51話
第2王子が何か喋ろうとして遮った第1王子のお付きの騎士達が強制的に第2王子をドナドナしていった。
後ろでは、『無礼な』、とか、『触るな』とか聞こえているが第1王子は完全に無視を決め込んでいるので、こちらも何事も無かったように振る舞う。
「弟が失礼をしました、エデン王陛下。」
そしてまた、頭を下げる第1王子。
大変ですね、と声をかけたいところだがここは、言い方を変えて、
「よい、気にするな。これで第2王子は返した、魔族の国とはどうすのか話は纏まったのかな」
「その件で陛下に確認があります、エデンは中立の立場であるというのは本当でしょうか?」
「我が国は、基本的には中立だ。我が国に利害が及ばぬ限りではあるがな」
「もし、わが国が魔族の国との和平をとれば、仲立ちをしていただけることは可能でしょおうか?」
「もちろん可能だ。
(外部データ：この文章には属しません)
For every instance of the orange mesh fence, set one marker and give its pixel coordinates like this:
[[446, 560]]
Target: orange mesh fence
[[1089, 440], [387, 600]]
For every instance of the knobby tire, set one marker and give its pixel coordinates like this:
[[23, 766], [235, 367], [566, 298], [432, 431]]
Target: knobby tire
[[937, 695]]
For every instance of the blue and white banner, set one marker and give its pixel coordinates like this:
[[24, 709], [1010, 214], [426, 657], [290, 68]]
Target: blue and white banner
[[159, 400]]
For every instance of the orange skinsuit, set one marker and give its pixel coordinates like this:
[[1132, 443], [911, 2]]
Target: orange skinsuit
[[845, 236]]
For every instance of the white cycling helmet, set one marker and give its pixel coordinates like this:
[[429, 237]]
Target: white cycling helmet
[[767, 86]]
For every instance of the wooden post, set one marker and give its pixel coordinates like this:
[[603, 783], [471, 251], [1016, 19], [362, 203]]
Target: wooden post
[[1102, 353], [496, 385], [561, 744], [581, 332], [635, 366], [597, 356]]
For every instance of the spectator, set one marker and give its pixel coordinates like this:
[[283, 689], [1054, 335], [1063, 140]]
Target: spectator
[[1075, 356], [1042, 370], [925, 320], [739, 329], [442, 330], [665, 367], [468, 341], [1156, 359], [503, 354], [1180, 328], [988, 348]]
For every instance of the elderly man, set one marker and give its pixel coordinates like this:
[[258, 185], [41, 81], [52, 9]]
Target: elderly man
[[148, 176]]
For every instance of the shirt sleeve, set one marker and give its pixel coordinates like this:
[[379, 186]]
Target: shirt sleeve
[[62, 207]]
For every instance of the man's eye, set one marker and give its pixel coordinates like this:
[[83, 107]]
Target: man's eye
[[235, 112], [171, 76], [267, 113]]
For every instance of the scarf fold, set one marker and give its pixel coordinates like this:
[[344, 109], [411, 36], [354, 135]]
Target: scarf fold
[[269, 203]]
すでに魔王ブレニン陛下はそれを望んでいるようだぞ」
「なんと魔王がすでに和平に協力的というのですか!?」
「その通りだ、あとはそちらの国グラバドニアの王次第と言ったところかな」
「すぐに王都へ帰還し王へ進言いたします」
これで、やっかいな第2王子は返却したし、後は平和的に魔族と人間が手を取り合ってくれれば、また一つ平和になる。
なんか良いことしたみたいで気分がいいな。
会談も終わり、僕はエデン本来の家でミントにハーブティーを入れてもらいアウラをリラックス中です。
ふぅ、ああいうのは苦手なんだけど、慣れていかないといけないよね、やっぱり。
ただの一般人にああいうのは、難しいな。
よく言う、帝王学とかきくけど、どんな勉強してるんだろうか?
今度、ブレニンとかグエストに子供の時はどう過ごしたかそれとなく聞いてみようかな?
それから3日目に人間の国から手紙がやって来た。
どうやら、魔族の国と和平を結ぶようにしたようだ。
これで近くで戦争されることはなくなって一安心だな。
「えーっと、なになに、魔族の国との和平にあたって、調停をエデンで行いたいだって!?」
なぜそうなる!?
お互いに使者を出し合って話合えよ。
あっ僕が中立って言ったからか?
平和になるなら協力するのもやぶさかではないので、急遽、魔族の国ガルガンティスと人間の国グラバドニアの調停式場を作ることになった。
それに伴い両国が泊まる場所も必要だし、歓談できる会場も必要だ。
ますは非公式ではあるが、両国の代表に会ってもらわねば、もちろんこちらも立会人を務める必要がある。
それに建設に時間も欲しい。
エデンが軍事力だけではないことを知らしめないといけない気がするのだ。
特に人間達には野蛮なモンスター集団だと思われていそうだから余計に気をつけねばならない。
今はまたエデンダミーの建築ラッシュがはじまっている。
非公式で訪れたのは、魔族側は、なんと魔王ブレニン本人と宰相のガンズレーと護衛の騎士が数名。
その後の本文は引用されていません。